China’s secret 1960s mission to send two dogs into space

Academy reveals how it selected the animals and strapped them into tiny, windowless capsules mounted on rockets for a journey they somehow survived

Science

It’s 1966 and at a secret military base in southeast China, a small dog called Little Leopard is about to be sent into space.

Scientists carefully place the two-year-old animal, known as Xiao Bao in Mandarin, into a basket and hoist it up to a tiny capsule mounted on a T-7A rocket.

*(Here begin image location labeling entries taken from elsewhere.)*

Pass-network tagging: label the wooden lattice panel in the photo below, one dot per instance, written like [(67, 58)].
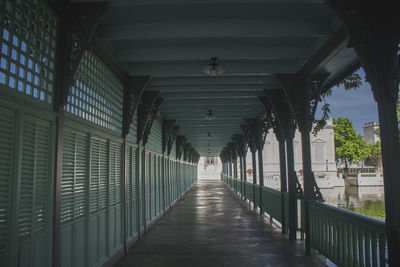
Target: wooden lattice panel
[(28, 43), (97, 94)]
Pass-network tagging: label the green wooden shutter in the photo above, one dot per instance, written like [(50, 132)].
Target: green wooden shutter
[(81, 175), (155, 137), (94, 175), (7, 130), (34, 179), (115, 174), (132, 135), (74, 175), (103, 174), (135, 195)]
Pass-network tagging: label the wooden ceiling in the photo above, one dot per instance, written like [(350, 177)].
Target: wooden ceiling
[(173, 40)]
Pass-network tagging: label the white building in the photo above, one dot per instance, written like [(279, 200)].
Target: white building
[(209, 168), (322, 156), (370, 130)]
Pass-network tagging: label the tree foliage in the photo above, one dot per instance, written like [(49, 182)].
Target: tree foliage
[(375, 155), (352, 81), (350, 146)]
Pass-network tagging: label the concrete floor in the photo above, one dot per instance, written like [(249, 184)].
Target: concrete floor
[(211, 226)]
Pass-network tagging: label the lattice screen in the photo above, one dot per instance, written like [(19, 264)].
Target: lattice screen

He was selected to join the mission in Guangde county, Anhui province from more than 100 puppies bred from star performers in an animal circus. They were chosen for their looks – the scientists insisted they had to be “cute” – and put through a series of tests that included being shut in a room and subjected to noise at more than 100 decibels to see whether they could tolerate the sound of a rocket blast. 

It was too much for most of the puppies, but Little Leopard and three-year-old Shan Shan – both mixed-breed – emerged as the toughest, most intelligent and bravest of the lot.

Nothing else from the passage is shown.